By Michelle Dunlop Wednesday, May 8, 2024

Jesse Brisbois grew up listening her grandfather tell stories about the construction of Grand Coulee Dam. 

He would explain how the dam nearly decimated salmon and steelhead populations that their family and other members of the Spokane Tribe of Indians depended on for food. 

All these years later, Brisbois, a second year Ph.D. student at the University of Washington Information School, intends to use her research to advocate for tribes that have lost access to their historical food or water sources. Brisbois’s research will demonstrate how that lack of access to natural resources has negatively affected tribal members’ mental and physical well-being.

“When you have access to your lands, you have access to your hunting and fishing,” Brisbois said. A stable food supply means better physical health and less mental stress, she continued.

Brisbois won support for her research in the form of a fellowship through Health Policy Research Scholars, which is a Robert Wood Johnson Foundation (RWJF) program. She will receive $124,000 in funding throughout her doctoral program. 

Additionally, Brisbois participates in policy and health equity training sessions through RWJF and receives support from program mentors, who have expertise useful to Brisbois’ research. Her advisor at the UW is Clarita Lefthand-Begay, an assistant professor for the iSchool. 

“This fellowship has really helped in refining my research questions,” Brisbois said.

Brisbois has a land management background that she wanted to pair with tribal and ecological studies for her dissertation. Until receiving the fellowship, she wasn’t sure how to tie all her interests together.

“As a Native, coming into a Ph.D. program is sort of scary,” Brisbois said. “Since receiving the fellowship, I’ve been able to wrap my head around my Ph.D. dissertation.”

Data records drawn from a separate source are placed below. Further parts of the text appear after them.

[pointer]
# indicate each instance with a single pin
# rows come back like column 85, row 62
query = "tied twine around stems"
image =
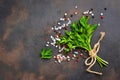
column 93, row 54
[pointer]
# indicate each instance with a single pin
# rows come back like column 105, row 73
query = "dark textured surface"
column 24, row 27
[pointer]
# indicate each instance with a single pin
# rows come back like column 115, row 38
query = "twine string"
column 91, row 60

Brisbois will examine co-management agreements between federal agencies and tribal nations and explore how land management decisions ultimately impacted tribal members’ health. She notes that historically federal agencies have made decisions on oil drilling and mining on tribal lands, the overhunting of bison, or the construction of hydroelectric dams, such as Grand Coulee, with little input from the tribes. Yet, the tribes are the ones who are affected most — through poor water quality and declining bison or fish populations — by those decisions. 

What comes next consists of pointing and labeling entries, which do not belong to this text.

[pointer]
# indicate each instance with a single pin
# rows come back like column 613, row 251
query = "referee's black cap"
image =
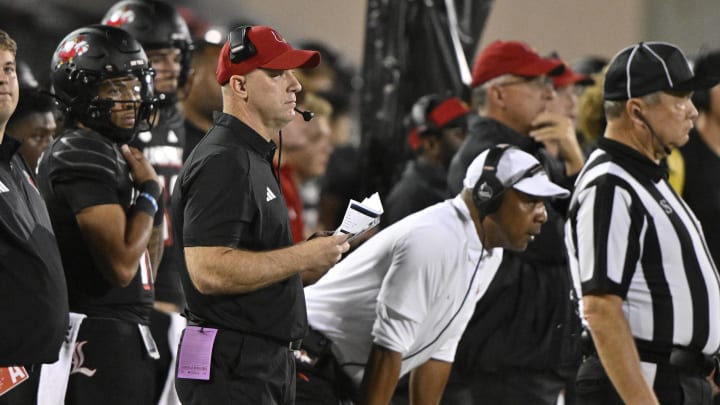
column 647, row 67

“The tribes and federal government should have been working together from the start as opposed to bringing the tribes in afterwards,” she said.

Brisbois will use information science to demonstrate how those decisions were detrimental to tribal members’ health. In addition, she says, the public often doesn’t realize the mental toll of the federal government’s decisions on tribal populations. That’s more difficult to quantify. 

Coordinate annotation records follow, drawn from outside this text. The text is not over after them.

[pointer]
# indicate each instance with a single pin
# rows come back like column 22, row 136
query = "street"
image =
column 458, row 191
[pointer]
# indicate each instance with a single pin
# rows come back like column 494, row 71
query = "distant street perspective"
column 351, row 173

However, Brisbois will have some recent positive developments to use as comparison. She notes the rebound in bison populations due to a change in hunting regulations and the removal of dams, like the Elwha, and subsequent increase of returning salmon as examples of tribes getting their priorities met. 

Brisbois hopes her research will provide tangible proof of the need for tribes to have a bigger hand in co-management of their lands, which is crucial for health equity.

One thing is certain: Brisbois’s grandfather will be rooting for her success. 

“He’s pretty excited for me,” Brisbois said. “Education has really been a big part of our family.”